ベッドから下りてみる。カーペットに足がつくと、百八十センチの身長で部屋の真ん中に立ち尽くし、昨夜の記憶を呼び起こした。

そうだ、星野(ほしの)さんだ。

彼女が酔った俺を介抱してくれていた。肩を支えてもらいながら一緒にタクシーに乗ったところまで覚えている。……で、俺はタクシーでなぜ自宅ではなくホテルへ来たのだろう。

トン、と黒い靴下を履いた足先になにか当たり、目を落とすと、木で出来たコップ型のゴミ箱があった。中にはティッシュが山盛りになっており、ゾッとする。

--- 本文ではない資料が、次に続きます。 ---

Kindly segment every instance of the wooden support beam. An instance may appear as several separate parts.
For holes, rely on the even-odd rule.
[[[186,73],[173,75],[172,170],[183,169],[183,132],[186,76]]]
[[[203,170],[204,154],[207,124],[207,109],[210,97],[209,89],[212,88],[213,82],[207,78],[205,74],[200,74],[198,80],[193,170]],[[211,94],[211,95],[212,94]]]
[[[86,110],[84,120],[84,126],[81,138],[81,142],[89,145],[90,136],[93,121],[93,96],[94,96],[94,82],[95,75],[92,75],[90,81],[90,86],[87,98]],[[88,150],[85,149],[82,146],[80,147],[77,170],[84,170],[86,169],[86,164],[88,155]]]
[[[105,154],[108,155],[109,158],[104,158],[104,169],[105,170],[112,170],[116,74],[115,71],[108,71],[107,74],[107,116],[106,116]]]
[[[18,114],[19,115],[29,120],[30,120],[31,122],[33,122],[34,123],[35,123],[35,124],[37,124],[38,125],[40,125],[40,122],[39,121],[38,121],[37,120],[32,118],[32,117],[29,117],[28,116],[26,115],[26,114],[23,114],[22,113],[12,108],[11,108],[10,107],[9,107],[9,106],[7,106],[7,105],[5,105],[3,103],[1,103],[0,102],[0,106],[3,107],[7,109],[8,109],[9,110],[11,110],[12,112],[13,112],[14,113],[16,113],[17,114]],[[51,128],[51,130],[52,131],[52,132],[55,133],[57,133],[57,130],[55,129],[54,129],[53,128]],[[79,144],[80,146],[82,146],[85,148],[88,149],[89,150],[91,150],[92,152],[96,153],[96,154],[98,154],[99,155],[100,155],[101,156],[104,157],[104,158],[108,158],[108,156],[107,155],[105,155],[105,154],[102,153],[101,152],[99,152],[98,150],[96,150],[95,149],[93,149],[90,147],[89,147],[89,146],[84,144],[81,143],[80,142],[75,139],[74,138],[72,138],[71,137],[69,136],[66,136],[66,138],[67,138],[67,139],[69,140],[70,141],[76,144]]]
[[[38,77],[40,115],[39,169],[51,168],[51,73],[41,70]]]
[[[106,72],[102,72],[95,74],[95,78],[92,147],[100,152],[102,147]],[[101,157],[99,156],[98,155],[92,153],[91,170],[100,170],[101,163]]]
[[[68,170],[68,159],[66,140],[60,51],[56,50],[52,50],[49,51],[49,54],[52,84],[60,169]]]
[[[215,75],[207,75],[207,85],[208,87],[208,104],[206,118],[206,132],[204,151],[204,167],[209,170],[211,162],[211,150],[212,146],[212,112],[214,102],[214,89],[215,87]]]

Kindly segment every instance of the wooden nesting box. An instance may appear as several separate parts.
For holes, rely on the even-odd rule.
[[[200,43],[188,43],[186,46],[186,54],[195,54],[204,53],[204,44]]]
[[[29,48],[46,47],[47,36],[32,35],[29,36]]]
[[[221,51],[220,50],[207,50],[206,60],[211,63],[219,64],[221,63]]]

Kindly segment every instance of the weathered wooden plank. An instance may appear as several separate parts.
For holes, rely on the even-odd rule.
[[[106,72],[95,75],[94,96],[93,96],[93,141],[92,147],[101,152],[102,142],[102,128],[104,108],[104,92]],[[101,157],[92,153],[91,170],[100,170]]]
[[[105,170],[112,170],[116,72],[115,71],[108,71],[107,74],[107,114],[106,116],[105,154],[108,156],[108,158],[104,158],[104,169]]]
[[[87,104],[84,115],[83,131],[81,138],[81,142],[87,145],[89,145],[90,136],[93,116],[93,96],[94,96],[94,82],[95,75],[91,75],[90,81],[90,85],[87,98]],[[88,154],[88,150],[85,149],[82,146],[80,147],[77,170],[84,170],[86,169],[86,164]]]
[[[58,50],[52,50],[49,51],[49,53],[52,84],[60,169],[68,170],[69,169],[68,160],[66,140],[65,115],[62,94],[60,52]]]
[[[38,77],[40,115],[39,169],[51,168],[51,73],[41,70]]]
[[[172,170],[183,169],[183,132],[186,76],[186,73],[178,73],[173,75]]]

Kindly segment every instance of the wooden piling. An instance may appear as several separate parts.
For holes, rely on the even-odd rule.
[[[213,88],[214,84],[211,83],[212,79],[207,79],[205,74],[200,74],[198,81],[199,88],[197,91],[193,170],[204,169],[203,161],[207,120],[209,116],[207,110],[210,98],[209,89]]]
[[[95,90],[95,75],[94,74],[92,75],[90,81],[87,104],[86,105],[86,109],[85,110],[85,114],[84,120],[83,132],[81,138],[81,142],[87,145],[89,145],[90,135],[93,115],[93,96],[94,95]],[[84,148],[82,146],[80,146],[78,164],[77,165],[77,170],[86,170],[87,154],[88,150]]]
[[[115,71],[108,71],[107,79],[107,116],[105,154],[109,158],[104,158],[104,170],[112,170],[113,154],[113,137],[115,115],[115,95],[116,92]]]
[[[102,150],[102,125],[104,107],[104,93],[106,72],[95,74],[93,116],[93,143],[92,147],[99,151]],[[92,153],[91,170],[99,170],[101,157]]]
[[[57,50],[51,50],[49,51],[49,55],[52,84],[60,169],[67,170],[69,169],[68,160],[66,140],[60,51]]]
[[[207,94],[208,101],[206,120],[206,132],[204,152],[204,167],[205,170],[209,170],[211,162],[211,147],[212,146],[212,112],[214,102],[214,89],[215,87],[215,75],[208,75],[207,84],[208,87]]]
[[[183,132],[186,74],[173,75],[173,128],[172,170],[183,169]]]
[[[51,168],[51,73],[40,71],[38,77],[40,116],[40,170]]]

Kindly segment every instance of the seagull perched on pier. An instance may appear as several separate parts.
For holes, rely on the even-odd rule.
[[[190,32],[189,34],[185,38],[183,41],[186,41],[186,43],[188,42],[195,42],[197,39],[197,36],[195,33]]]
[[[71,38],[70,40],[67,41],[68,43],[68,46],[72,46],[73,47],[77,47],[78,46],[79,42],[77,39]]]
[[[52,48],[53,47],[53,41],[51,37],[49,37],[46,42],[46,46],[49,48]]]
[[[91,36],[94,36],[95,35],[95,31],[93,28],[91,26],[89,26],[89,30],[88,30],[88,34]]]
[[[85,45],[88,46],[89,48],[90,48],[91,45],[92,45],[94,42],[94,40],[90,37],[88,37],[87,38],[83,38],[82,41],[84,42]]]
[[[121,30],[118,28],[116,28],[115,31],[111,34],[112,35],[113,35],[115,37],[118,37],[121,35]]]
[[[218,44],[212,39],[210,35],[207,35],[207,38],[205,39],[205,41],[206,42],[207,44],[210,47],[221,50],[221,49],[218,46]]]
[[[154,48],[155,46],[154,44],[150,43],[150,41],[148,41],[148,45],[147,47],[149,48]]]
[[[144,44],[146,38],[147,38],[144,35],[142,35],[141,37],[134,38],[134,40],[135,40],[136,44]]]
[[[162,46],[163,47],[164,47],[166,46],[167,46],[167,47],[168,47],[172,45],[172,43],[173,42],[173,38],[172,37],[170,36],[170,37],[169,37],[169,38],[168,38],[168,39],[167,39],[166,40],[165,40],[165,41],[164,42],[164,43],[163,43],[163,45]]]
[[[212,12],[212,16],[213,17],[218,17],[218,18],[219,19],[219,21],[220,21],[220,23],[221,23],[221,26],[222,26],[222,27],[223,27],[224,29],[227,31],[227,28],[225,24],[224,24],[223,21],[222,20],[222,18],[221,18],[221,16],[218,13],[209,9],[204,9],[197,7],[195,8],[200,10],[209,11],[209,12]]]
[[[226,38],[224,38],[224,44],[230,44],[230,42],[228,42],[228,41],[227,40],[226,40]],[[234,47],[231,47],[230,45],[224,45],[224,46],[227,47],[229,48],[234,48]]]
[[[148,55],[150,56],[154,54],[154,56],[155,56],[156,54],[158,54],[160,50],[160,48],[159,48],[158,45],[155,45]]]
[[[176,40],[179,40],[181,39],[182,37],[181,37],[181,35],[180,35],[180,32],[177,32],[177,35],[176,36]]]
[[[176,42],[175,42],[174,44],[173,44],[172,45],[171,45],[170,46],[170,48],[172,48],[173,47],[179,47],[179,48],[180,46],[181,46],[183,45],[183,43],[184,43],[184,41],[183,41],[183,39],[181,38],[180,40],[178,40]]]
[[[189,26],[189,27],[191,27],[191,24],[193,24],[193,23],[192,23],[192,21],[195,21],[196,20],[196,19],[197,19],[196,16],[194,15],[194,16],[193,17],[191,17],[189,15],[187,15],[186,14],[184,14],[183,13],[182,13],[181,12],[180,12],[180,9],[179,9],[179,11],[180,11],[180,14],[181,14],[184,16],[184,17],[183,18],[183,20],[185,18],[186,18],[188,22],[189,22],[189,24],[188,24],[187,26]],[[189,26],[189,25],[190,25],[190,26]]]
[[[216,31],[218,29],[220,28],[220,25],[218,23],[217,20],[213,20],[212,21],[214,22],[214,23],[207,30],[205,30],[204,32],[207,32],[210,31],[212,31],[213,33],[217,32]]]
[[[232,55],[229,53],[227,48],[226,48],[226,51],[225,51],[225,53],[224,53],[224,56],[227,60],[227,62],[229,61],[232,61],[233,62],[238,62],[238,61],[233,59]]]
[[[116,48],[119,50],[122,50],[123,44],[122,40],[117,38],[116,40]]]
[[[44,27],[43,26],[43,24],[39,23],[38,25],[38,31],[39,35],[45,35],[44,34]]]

続いてベッドに目を戻し、またひとつ不自然なことに気づく。このベッドはダブルベッドだ。となると、ここはひとり部屋ではない。

チェックインしたとき間違えたか、あるいは、その時点ではひとりではなかったか。……じゃあ、誰がいたというんだ?

胸騒ぎが大きくなっていく。まさかな、と浮かんでくる仮説を頭の中から消し去るのに、この部屋の妙な痕跡に惑わされ、疑いが募っていく。

最後に見落としていたサイドチェストに目をやり、そこに置かれたメモ用紙を目の当たりにすると、俺はその場に崩れ落ちた。